Breastfeeding peer support training in NHS sometimes has slightly different requirements to a breastfeeding charity.  So if working within the NHS is something you’d like to do, check out your local trust for guidance. 

3. Volunteering and Support Group Participation

To gain practical experience and further develop your skills as a breastfeeding peer supporter, consider volunteering with local breastfeeding support groups or organisations. This hands-on experience will allow you to interact with mothers, observe breastfeeding sessions, and provide support under the guidance of experienced peer supporters. Actively participating in support groups will deepen your understanding of common breastfeeding challenges and enable you to offer valuable insights and assistance to mothers.

4. Ongoing Education and Professional Development

As a breastfeeding peer supporter, it is crucial to stay updated on the latest research and developments in breastfeeding support. Attend workshops, conferences, and webinars related to breastfeeding and lactation. Engage in continuing education opportunities to enhance your knowledge and skills, ensuring that you provide the most accurate and up-to-date information to the mothers you support. Some providers may offer ongoing free CPD, if not factor in these costs for your new future. 

Free versus paid for Training

Most of the time peer support training will be affiliated with a charity or community organisation and the support you give will typically be through their services.

Grants and volunteers will be subsidising the cost of training, so you generally find that this level of training is free of any cost to both yourself and the parent. However, any training you do through an organisation like this will also mean that you cannot use your training in any paid capacity, inside or outside of the organisation, and you are expected to volunteer for a certain duration of time.

Antenatal Training UK’s approach is slightly different. Because we don’t focus on just one aspect of a parent’s journey, our  Breastfeeding Peer Supporter training is included within our mainstream diplomas. This offers you more in-depth training, enabling you to run and charge for breastfeeding classes in the antenatal period and answer any simple queries. We also offer Breastfeeding Counsellor and Lactation Consultant training as well. 

Like with any other peer support training, it won’t allow you to directly and solely support one-to-one breastfeeding care, as this will be outside your scope of practice for your level of training. 

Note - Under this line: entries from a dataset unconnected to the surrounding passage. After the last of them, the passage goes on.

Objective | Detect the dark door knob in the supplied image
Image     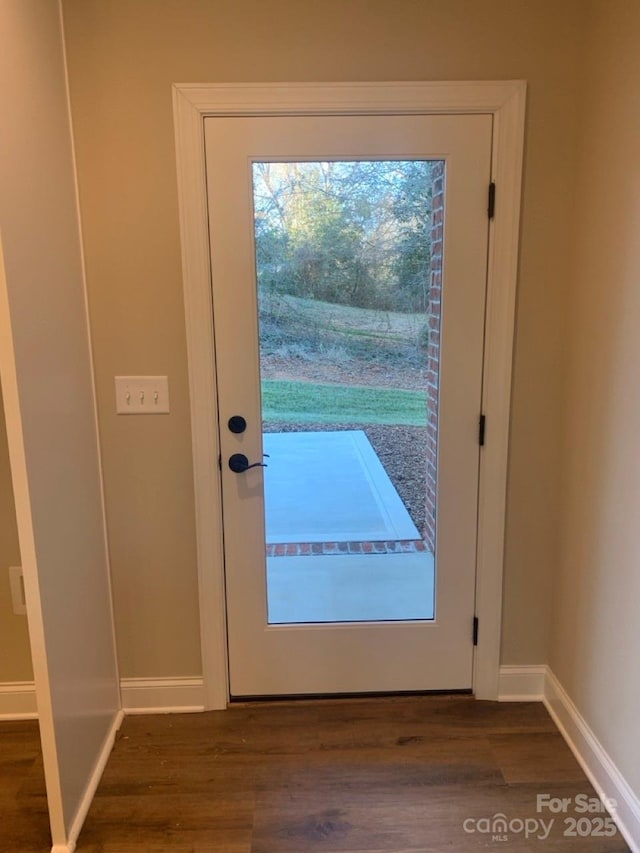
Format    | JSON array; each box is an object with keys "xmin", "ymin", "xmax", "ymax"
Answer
[
  {"xmin": 229, "ymin": 453, "xmax": 267, "ymax": 474},
  {"xmin": 227, "ymin": 415, "xmax": 247, "ymax": 435}
]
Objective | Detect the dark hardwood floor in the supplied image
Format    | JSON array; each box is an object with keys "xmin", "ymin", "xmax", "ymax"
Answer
[{"xmin": 0, "ymin": 696, "xmax": 628, "ymax": 853}]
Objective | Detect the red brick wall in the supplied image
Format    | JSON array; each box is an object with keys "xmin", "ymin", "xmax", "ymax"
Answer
[{"xmin": 424, "ymin": 161, "xmax": 445, "ymax": 553}]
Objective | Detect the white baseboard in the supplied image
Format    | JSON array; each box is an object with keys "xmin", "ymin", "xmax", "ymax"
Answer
[
  {"xmin": 120, "ymin": 678, "xmax": 204, "ymax": 714},
  {"xmin": 498, "ymin": 666, "xmax": 640, "ymax": 853},
  {"xmin": 0, "ymin": 681, "xmax": 38, "ymax": 720},
  {"xmin": 544, "ymin": 670, "xmax": 640, "ymax": 853},
  {"xmin": 60, "ymin": 711, "xmax": 124, "ymax": 853},
  {"xmin": 498, "ymin": 666, "xmax": 547, "ymax": 702},
  {"xmin": 0, "ymin": 678, "xmax": 204, "ymax": 720}
]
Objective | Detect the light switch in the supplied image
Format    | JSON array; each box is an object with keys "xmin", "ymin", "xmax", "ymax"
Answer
[{"xmin": 116, "ymin": 376, "xmax": 169, "ymax": 415}]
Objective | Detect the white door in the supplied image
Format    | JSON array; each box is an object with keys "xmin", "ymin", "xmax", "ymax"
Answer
[{"xmin": 205, "ymin": 115, "xmax": 492, "ymax": 697}]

We also do not ask you to have breastfed for a certain time. 

Why are we so different?

Well the first thing – with us you undergo extensive training and gain internationally recognised qualifications. You will be a professional in your own right – you deserve to be paid for your expertise. 

Yes, absolutely parents should be able to access any maternity and breastfeeding support they need, free, but free services, psychologically diminishes your expertise and the value of your services. Parents simply don’t value free, and they won’t get the full benefit unless they pay – odd but very true!

There are exceptions to this, one of which is the offering of services to vulnerable groups through BirthWorld CIC. As a CIC, BirthWorld can access funding and pass this directly to you to run support groups in a variety of topics (not just for breastfeeding) and get paid. In order to offer this service you will need to complete a 1001 days, Breastfeeding Counsellor or Lactation Consultant Diploma. 

The other reason we don’t offer this as stand-alone training is another bugbear of mine – continuity of care. 

With so many different stages of training, the message WILL get confused. Think of it this way, Midwives are all trained under very strict rules dictating exactly what they learn. When a Parent experiences continuity of care, their outcomes, across the whole spectrum are enhanced. Therefore, we also need to offer continuity of care across all our services to enhance a parent’s journey and their outcomes where we can! Therefore it is better to have contact with just one fully qualifed expert, rather than a whole host of different knowledge levels and services.